Two arrows are fired simultaneously with the same speed of 30.0 m/s. Each arrow has a mass of 0.100 kg. One is fired due east and the other due south. What is the magnitude of the total momentum of this two-arrow system?
V = Sqrt(30^2+30^2) =
Momentum = (M1+M2)*V.
Well, 30.0 m/s might sound fast for arrows, but I guess superheroes have to start somewhere.
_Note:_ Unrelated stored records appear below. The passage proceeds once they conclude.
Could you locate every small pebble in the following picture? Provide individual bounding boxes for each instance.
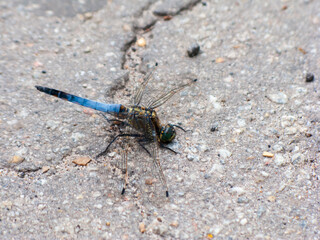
[218,149,232,158]
[10,155,25,164]
[72,157,91,166]
[210,123,218,132]
[215,58,225,63]
[187,43,200,57]
[274,154,287,166]
[291,153,304,164]
[267,196,276,202]
[240,218,248,225]
[83,12,93,20]
[262,152,274,158]
[237,197,249,203]
[42,166,50,173]
[137,38,147,47]
[267,92,288,104]
[306,73,314,82]
[170,221,179,227]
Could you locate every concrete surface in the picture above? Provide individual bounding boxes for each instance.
[0,0,320,239]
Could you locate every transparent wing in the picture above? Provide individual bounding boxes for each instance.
[147,79,197,108]
[133,63,158,105]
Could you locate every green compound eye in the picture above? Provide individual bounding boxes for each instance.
[160,124,176,143]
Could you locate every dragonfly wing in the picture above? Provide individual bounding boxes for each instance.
[134,118,168,203]
[147,79,197,109]
[133,63,158,105]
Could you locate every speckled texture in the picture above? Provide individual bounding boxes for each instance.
[0,0,320,239]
Anyway, to find the total momentum of the two-arrow system, we need to calculate the momentum of each arrow and then add them up.
For the arrow fired due east, we have:
Mass of arrow = 0.100 kg
Speed of arrow = 30.0 m/s
The momentum of this arrow can be calculated using the formula:
Momentum = mass × velocity
So, the momentum of the arrow fired due east is:
Momentum_east = 0.100 kg × 30.0 m/s
Now, for the arrow fired due south, since it's perpendicular to the east direction, the magnitudes of the momenta of the two arrows will simply add up, as momentum is a vector quantity.
So, the magnitude of the total momentum of the two-arrow system is:
Total_momentum = |Momentum_east| + |Momentum_south|
Momentum_east = 0.100 kg × 30.0 m/s
And as the magnitude of southward momentum would be equal to the eastward momentum:
Momentum_south = Momentum_east
Therefore,
Total_momentum = 2 × Momentum_east
Total_momentum = 2 × (0.100 kg × 30.0 m/s)
Total_momentum = 2 × 3.00 kg·m/s
Total_momentum = 6.00 kg·m/s
So, the magnitude of the total momentum of this two-arrow system will be 6.00 kg·m/s. I hope these arrows hit their targets with that kind of momentum!
To find the total momentum of the two-arrow system, we need to calculate the momentum of each arrow separately and then add them together.
The momentum of an object is given by the formula:
Momentum (p) = mass (m) × velocity (v)
For the arrow fired due east:
Mass (m1) = 0.100 kg
Velocity (v1) = 30.0 m/s
Momentum of arrow 1 (p1) = m1 × v1
Momentum of arrow 1 (p1) = 0.100 kg × 30.0 m/s
Momentum of arrow 1 (p1) = 3.00 kg·m/s
For the arrow fired due south:
Mass (m2) = 0.100 kg
Velocity (v2) = 30.0 m/s
Momentum of arrow 2 (p2) = m2 × v2
Momentum of arrow 2 (p2) = 0.100 kg × 30.0 m/s
Momentum of arrow 2 (p2) = 3.00 kg·m/s
Now, to find the total momentum, we add the momentum of both arrows:
Total momentum = p1 + p2
Total momentum = 3.00 kg·m/s + 3.00 kg·m/s
Total momentum = 6.00 kg·m/s
Therefore, the magnitude of the total momentum of the two-arrow system is 6.00 kg·m/s.
To find the magnitude of the total momentum of the two-arrow system, we need to calculate the momentum for each arrow and then add them up.
The momentum of an object is given by the product of its mass and velocity. The formula for momentum is:
Momentum = mass x velocity
For the arrow fired due east, we have:
Mass (m1) = 0.100 kg
Velocity (v1) = 30.0 m/s
Using the formula, the momentum of this arrow is:
Momentum1 = m1 x v1 = (0.100 kg) x (30.0 m/s) = 3.00 kg·m/s
For the arrow fired due south, we have:
Mass (m2) = 0.100 kg
Velocity (v2) = 30.0 m/s
Using the formula, the momentum of this arrow is:
Momentum2 = m2 x v2 = (0.100 kg) x (30.0 m/s) = 3.00 kg·m/s
Now, to find the total momentum of the two-arrow system, we add the individual momenta together:
Total momentum = Momentum1 + Momentum2 = 3.00 kg·m/s + 3.00 kg·m/s = 6.00 kg·m/s
Therefore, the magnitude of the total momentum of this two-arrow system is 6.00 kg·m/s.